Il parto, la nascita e i fiori di Bach

Come spiegavo nell’articolo precedente, in alcuni Stati ma ultimamente anche in Italia, consigliati da alcune ostetriche, è possibile l’uso di fiori di Bach al momento del parto, generalmente viene consigliato il Rescue Remedy, come supporto per la mamma per affrontare più serenamente le fasi del travaglio e del parto, mentre per il bimbo appena nato Star of bethlehem e Walnut, per supportare il bimbo nel trauma della nascita e del cambiamento ambientale.
Il travaglio.
Il travaglio è la preparazione al parto, la durata varia da donna a donna, non è possibile definire un tempo preciso. Esso è suddiviso in varie fasi:
– fase iniziale, detta anche fase prodromico, dove le contrazioni durano dai 30/60 secondi a tra una contrazione e l’altra si è abbastanza tempo addirittura a volte per sistemare le ultime cose e quindi avere anche quella serenità per prepararsi alla prossima contrazione.

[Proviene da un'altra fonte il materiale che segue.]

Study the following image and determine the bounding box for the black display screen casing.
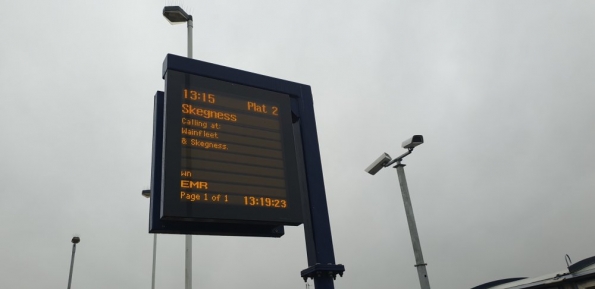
[160,68,303,225]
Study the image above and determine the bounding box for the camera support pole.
[394,160,431,289]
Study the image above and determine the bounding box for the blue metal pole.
[297,86,344,288]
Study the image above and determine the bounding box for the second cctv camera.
[402,135,424,149]
[365,153,392,175]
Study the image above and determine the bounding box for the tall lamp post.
[142,190,157,289]
[162,6,193,289]
[365,135,431,289]
[67,236,80,289]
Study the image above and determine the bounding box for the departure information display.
[160,69,303,225]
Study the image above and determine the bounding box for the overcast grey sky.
[1,1,594,289]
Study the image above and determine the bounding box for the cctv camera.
[365,153,392,175]
[402,135,424,149]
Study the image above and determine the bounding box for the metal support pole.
[151,234,157,289]
[185,17,193,289]
[395,161,431,289]
[67,243,77,289]
[295,106,344,288]
[185,235,192,289]
[187,18,193,58]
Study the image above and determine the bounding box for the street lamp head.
[142,189,151,198]
[365,153,392,175]
[71,236,80,244]
[402,135,424,149]
[163,6,191,24]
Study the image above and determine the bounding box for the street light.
[163,6,193,289]
[163,6,193,58]
[365,135,431,289]
[163,6,191,23]
[142,190,156,289]
[67,236,80,289]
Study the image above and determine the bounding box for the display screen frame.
[149,91,285,237]
[157,54,306,226]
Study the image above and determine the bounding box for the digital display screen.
[160,70,302,225]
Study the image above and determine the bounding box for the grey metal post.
[185,18,193,289]
[185,235,192,289]
[151,234,157,289]
[162,8,194,288]
[395,161,431,289]
[187,18,193,58]
[67,242,77,289]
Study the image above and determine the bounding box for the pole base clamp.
[301,263,345,282]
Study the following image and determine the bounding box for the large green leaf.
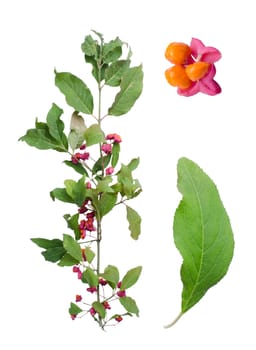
[126,206,141,240]
[121,266,142,290]
[108,65,143,116]
[165,157,234,327]
[55,71,93,114]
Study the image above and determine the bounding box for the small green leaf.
[63,213,80,240]
[72,176,87,207]
[108,65,143,116]
[92,154,111,174]
[41,247,66,262]
[117,164,133,197]
[102,37,123,63]
[105,60,130,87]
[84,247,95,263]
[84,55,107,83]
[82,267,98,287]
[126,206,141,240]
[98,192,117,217]
[165,157,234,328]
[121,266,142,290]
[69,302,83,316]
[127,157,140,171]
[111,143,120,167]
[102,265,120,287]
[50,188,75,204]
[63,160,88,176]
[63,234,82,262]
[84,124,105,146]
[58,253,79,267]
[92,301,106,319]
[64,177,86,207]
[81,34,99,57]
[55,71,93,114]
[119,296,139,316]
[31,238,63,249]
[46,103,67,148]
[97,177,114,193]
[64,179,76,198]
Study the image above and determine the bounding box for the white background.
[1,0,255,348]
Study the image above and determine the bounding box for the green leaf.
[31,238,66,263]
[82,267,98,287]
[98,192,117,217]
[96,177,114,193]
[63,160,88,176]
[81,34,99,57]
[31,238,63,249]
[102,265,120,287]
[69,302,83,316]
[50,188,75,204]
[63,234,82,262]
[92,301,106,319]
[111,142,120,167]
[117,164,133,197]
[126,206,141,240]
[19,123,66,152]
[108,65,143,116]
[105,60,130,87]
[102,37,123,63]
[121,266,142,290]
[46,103,67,149]
[58,253,79,267]
[119,296,139,316]
[84,55,107,83]
[127,157,140,171]
[63,213,80,240]
[165,157,234,328]
[92,154,111,174]
[84,247,95,263]
[55,71,93,114]
[64,176,86,207]
[41,247,66,262]
[72,176,87,207]
[84,124,105,146]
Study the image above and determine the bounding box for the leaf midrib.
[182,162,205,311]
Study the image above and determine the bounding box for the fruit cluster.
[165,38,221,96]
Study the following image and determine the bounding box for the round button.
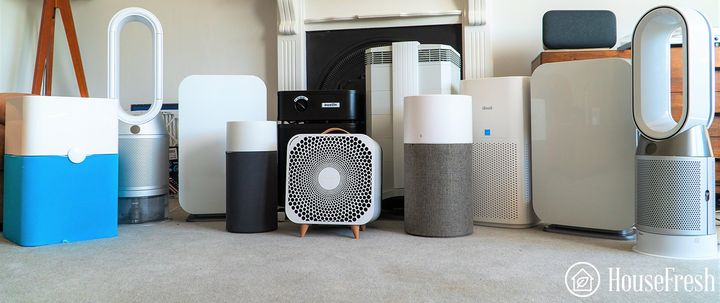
[645,143,657,154]
[68,148,87,164]
[294,99,308,111]
[318,167,341,190]
[130,125,141,134]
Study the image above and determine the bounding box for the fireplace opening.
[306,24,463,93]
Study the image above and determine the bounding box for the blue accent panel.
[3,154,118,247]
[484,129,491,136]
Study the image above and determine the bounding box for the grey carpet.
[1,200,718,303]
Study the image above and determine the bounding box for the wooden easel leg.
[56,0,89,97]
[299,224,309,238]
[360,225,366,231]
[32,0,55,95]
[351,225,360,240]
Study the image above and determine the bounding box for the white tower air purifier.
[108,8,169,224]
[365,42,461,199]
[285,129,382,239]
[461,77,539,228]
[632,6,718,259]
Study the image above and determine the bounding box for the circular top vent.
[286,135,374,224]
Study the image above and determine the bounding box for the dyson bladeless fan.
[633,6,718,259]
[108,8,169,224]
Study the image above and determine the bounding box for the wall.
[0,0,40,92]
[46,0,278,117]
[4,0,719,109]
[491,0,719,76]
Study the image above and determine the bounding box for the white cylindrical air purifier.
[403,95,473,237]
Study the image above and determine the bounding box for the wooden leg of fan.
[360,225,366,231]
[299,224,309,238]
[351,225,360,240]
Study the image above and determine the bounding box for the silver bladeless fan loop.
[108,7,164,124]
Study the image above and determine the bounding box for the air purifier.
[3,96,119,246]
[531,58,636,239]
[632,6,718,259]
[226,121,278,233]
[284,129,381,239]
[108,7,169,224]
[404,95,474,237]
[277,90,364,208]
[461,77,539,228]
[365,42,461,199]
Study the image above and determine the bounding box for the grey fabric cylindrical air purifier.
[403,95,474,237]
[226,121,278,233]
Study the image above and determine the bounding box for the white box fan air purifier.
[365,42,461,199]
[108,7,169,224]
[632,6,718,259]
[285,128,381,239]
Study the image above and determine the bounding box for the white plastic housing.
[284,134,382,225]
[226,121,277,152]
[403,95,472,145]
[632,6,715,140]
[365,42,461,195]
[461,77,538,227]
[5,96,119,157]
[108,7,164,125]
[530,59,636,232]
[178,75,267,215]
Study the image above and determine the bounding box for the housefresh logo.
[565,262,601,297]
[564,262,717,297]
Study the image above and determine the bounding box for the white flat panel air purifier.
[178,75,267,216]
[632,6,718,259]
[285,131,381,239]
[531,58,636,238]
[462,77,539,228]
[365,42,461,198]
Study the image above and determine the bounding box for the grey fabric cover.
[404,144,473,237]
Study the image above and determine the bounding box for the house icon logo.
[565,262,600,297]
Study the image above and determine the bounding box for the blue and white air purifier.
[3,96,119,246]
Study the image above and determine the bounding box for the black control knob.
[294,96,309,111]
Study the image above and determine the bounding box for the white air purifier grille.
[472,142,519,220]
[364,51,392,65]
[418,48,461,67]
[285,134,382,225]
[637,158,704,232]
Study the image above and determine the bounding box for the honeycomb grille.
[637,159,703,231]
[472,142,519,220]
[286,135,374,223]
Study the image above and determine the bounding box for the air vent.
[418,48,461,68]
[285,134,381,224]
[472,142,519,221]
[637,159,704,233]
[364,51,392,65]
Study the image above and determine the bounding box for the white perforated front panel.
[473,142,519,220]
[285,134,381,225]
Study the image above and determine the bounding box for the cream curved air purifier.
[108,8,169,224]
[632,6,718,259]
[461,77,538,228]
[285,129,381,239]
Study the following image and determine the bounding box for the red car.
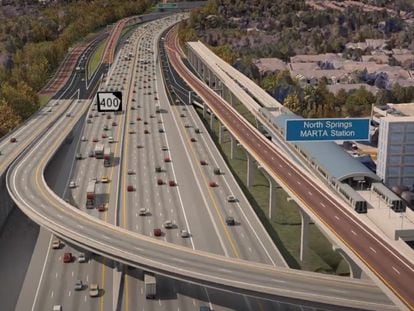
[10,137,17,143]
[164,157,171,163]
[157,178,164,185]
[153,228,162,237]
[127,185,134,192]
[92,138,99,142]
[112,121,117,126]
[63,252,73,263]
[200,160,208,166]
[102,133,107,139]
[98,204,106,212]
[190,138,197,142]
[209,181,218,187]
[169,180,177,187]
[137,117,142,121]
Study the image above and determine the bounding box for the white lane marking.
[334,215,340,220]
[55,272,58,278]
[50,291,54,298]
[308,191,312,196]
[297,181,301,185]
[32,234,54,310]
[351,230,357,236]
[320,203,326,208]
[68,290,72,297]
[71,271,74,277]
[370,247,377,253]
[86,275,89,282]
[392,266,400,275]
[84,295,87,302]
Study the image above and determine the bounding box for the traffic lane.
[165,30,414,308]
[17,135,393,309]
[184,104,287,267]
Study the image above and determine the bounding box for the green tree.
[344,87,375,116]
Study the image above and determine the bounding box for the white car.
[180,229,190,238]
[89,283,99,297]
[69,181,76,188]
[78,253,87,263]
[52,239,61,249]
[139,208,148,216]
[81,136,87,141]
[227,195,237,202]
[163,220,174,229]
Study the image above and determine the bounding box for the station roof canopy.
[271,113,381,182]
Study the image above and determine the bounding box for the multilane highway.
[5,16,396,311]
[164,25,414,310]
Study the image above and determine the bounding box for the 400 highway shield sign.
[97,92,122,112]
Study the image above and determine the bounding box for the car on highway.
[227,195,237,202]
[76,153,82,160]
[97,203,107,212]
[101,176,109,183]
[190,137,197,142]
[92,138,99,142]
[88,150,94,157]
[89,283,99,297]
[200,160,208,166]
[157,178,164,185]
[136,117,142,121]
[144,129,150,134]
[10,137,17,143]
[139,208,149,216]
[74,280,83,291]
[155,166,162,173]
[199,306,211,311]
[127,185,134,192]
[102,133,107,139]
[69,181,76,188]
[153,228,162,237]
[108,136,114,143]
[137,144,143,149]
[106,115,112,120]
[52,239,61,249]
[180,229,190,238]
[180,113,185,118]
[103,125,109,131]
[169,180,177,187]
[164,157,171,163]
[87,119,92,124]
[63,252,73,263]
[78,253,87,263]
[66,113,71,117]
[195,128,200,134]
[185,124,191,128]
[213,168,221,175]
[158,128,164,133]
[163,220,174,229]
[53,305,62,311]
[209,181,218,187]
[225,216,236,226]
[127,169,135,175]
[129,120,134,125]
[112,121,117,126]
[131,106,135,110]
[129,129,135,134]
[143,121,148,125]
[161,145,168,151]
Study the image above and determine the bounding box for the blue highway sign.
[285,118,370,142]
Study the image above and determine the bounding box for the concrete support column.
[208,69,212,87]
[218,123,224,144]
[258,167,279,219]
[210,111,214,131]
[246,151,254,189]
[229,92,234,106]
[203,102,206,118]
[333,246,363,278]
[299,207,310,262]
[230,134,235,160]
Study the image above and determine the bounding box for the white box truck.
[144,274,156,299]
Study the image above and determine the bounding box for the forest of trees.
[178,0,414,118]
[0,0,152,136]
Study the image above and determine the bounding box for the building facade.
[377,116,414,187]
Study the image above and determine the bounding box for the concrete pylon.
[333,246,362,278]
[218,124,224,144]
[299,207,310,262]
[258,166,279,219]
[210,111,214,132]
[246,151,254,189]
[203,102,206,118]
[230,135,235,159]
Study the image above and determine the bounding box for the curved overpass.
[6,32,396,311]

– Fase attiva, dove è già presente una dilatazione dell’utero, le contrazioni sono più lunghe e più intense e più frequenti, con un massimo di 60 secondi di durata.
– Fase di transizione, diciamo che è la fase più difficile per mantenere l’auto-controllo, in genere si comincia ad essere un po’ stanche ed inoltre in alcuni casi si possono verificare tremori, stanchezza, nausea ed irrequietezza, ed ecco qui veramente possono essere un ottimo supporto le “goccine” di Bach, (Rescue Remedy), io le chiamo le goccine del pronto soccorso, sono utili in molti casi, ma in questo in particolare nello sconforto, nell’ansia, nella nausea, in quei casi dove lo stato emotivo è messo a dura prova, proprio come nel travaglio, quindi un valido aiuto per mantenere la calma, l’auto-controllo ed arrivare con serenità alla fase ultima .

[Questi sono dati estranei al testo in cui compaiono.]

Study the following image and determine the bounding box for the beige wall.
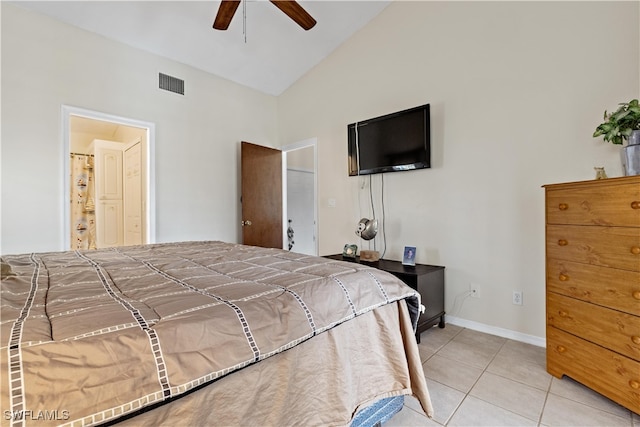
[1,3,278,254]
[277,1,639,340]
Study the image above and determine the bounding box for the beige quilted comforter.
[1,241,431,426]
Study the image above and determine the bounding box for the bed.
[1,241,433,426]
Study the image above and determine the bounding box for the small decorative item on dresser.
[593,99,640,176]
[625,130,640,175]
[594,167,608,179]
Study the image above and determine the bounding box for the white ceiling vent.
[159,73,184,95]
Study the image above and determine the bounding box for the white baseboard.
[445,315,546,348]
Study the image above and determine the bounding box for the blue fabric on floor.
[350,395,405,427]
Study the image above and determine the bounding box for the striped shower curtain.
[70,154,96,250]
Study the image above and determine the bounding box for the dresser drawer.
[547,292,640,361]
[546,225,640,271]
[547,259,640,316]
[546,179,640,226]
[547,327,640,414]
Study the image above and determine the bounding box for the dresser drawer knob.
[633,290,640,300]
[558,203,569,211]
[556,345,566,353]
[558,310,569,317]
[631,246,640,255]
[631,201,640,210]
[630,380,640,390]
[559,273,569,282]
[632,336,640,345]
[558,239,568,246]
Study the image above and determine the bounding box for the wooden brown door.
[241,141,283,248]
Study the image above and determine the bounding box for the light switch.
[328,198,336,208]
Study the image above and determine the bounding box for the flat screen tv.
[348,104,430,176]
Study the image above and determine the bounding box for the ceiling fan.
[213,0,317,31]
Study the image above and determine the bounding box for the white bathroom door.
[93,141,124,248]
[123,141,143,246]
[97,201,123,247]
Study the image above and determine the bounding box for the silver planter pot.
[622,130,640,176]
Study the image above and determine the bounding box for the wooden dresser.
[544,176,640,413]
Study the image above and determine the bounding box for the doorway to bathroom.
[62,105,156,250]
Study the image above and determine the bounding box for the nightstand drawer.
[546,225,640,271]
[546,180,640,226]
[547,292,640,361]
[547,259,640,315]
[546,327,640,414]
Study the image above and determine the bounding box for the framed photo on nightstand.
[402,246,416,266]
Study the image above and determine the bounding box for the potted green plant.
[593,99,640,175]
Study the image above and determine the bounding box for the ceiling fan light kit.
[213,0,316,31]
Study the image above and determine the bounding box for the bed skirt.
[113,301,432,426]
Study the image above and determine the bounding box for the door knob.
[242,220,252,226]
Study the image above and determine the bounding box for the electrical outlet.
[513,290,523,305]
[469,283,480,298]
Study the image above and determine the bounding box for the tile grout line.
[441,331,521,426]
[427,327,551,425]
[430,326,464,425]
[537,369,554,426]
[418,327,518,426]
[405,325,467,425]
[418,325,637,427]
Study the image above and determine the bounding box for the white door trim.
[282,138,318,256]
[62,105,156,250]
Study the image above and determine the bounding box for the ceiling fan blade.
[270,1,317,30]
[213,0,241,30]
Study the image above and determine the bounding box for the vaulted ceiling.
[14,1,391,96]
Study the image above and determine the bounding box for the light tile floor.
[387,324,640,427]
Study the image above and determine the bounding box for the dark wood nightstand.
[323,254,445,343]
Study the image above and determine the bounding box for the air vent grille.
[159,73,184,95]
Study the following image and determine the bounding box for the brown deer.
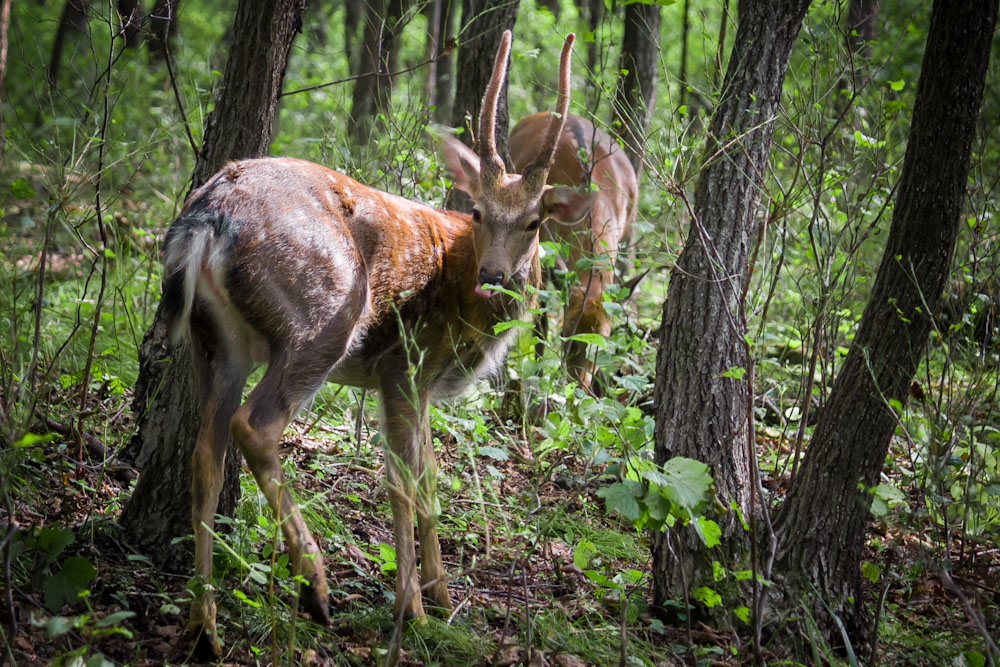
[161,31,593,658]
[509,113,638,392]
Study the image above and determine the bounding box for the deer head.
[439,31,595,300]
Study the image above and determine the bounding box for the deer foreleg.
[381,380,426,620]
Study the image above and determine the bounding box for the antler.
[478,30,513,193]
[522,33,575,195]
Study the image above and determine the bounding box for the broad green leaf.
[477,445,509,461]
[692,586,721,608]
[566,332,606,348]
[596,480,643,521]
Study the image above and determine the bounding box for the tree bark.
[650,0,811,621]
[432,0,456,123]
[348,0,409,145]
[47,0,89,87]
[121,0,308,569]
[117,0,142,48]
[847,0,878,57]
[446,0,518,209]
[148,0,180,61]
[774,0,996,648]
[613,2,660,177]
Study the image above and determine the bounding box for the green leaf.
[888,79,905,92]
[573,538,597,570]
[861,561,881,584]
[696,517,721,548]
[493,319,531,335]
[720,366,746,380]
[62,557,97,589]
[11,178,35,199]
[733,606,751,624]
[95,611,136,628]
[46,615,82,638]
[565,332,606,348]
[642,457,713,516]
[477,445,509,461]
[596,480,643,521]
[692,586,722,608]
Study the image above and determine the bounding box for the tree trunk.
[650,0,811,621]
[117,0,142,48]
[613,2,660,177]
[774,0,996,648]
[847,0,877,57]
[446,0,518,209]
[432,0,456,123]
[120,0,308,569]
[148,0,180,61]
[47,0,89,87]
[348,0,408,145]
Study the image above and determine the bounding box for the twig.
[75,7,114,464]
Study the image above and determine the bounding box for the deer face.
[437,30,588,300]
[439,139,595,299]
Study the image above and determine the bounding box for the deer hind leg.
[416,409,452,612]
[228,345,340,626]
[187,317,251,659]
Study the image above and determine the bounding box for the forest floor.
[3,390,997,666]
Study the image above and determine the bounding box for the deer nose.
[478,268,505,286]
[475,268,505,299]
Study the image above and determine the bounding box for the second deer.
[162,31,592,658]
[510,113,638,392]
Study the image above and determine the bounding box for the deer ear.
[438,133,482,200]
[540,186,596,224]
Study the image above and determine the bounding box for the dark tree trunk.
[348,0,408,145]
[847,0,877,57]
[446,0,518,209]
[121,0,308,569]
[650,0,811,620]
[432,0,456,123]
[613,2,660,177]
[47,0,89,87]
[344,0,362,74]
[774,0,996,648]
[583,0,601,77]
[148,0,180,60]
[117,0,142,48]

– Fase espulsiva, la fase di maggiori contrazioni, spinte che porta il nascituro nel nuovo mondo e finalmente nelle braccia della mamma.
– Fase di secondamento, che avviene dopo pochi minuti dal parto, con l’espulsione della placenta.

Il neonato.
Il neo-nato, finalmente è nato e può essere messo a contatto pelle-pelle con la mamma, sentire il suo odore e rasserenarsi dopo l’evento della nascita che comunque è stato un momento traumatico, il passaggio da un ambiente soft, confortevole e rassicurante, ad un ambiente nuovo ove tutto è sconosciuto ed ha quasi un sapore disturbante, ecco che oltre al contatto con la mamma possiamo sostenerlo con i fiori di Bach, che possono essere il Rescue Remedy oppure una preparazione apposita composta da Walnut, per il cambiamento ambientale e Star of bethlehem, per il trauma subito durante l’espulsione finale.
I fiori di Bach possono essere usati anche nelle fasi successive della vita, prossimamente vi parlerò del rientro a casa.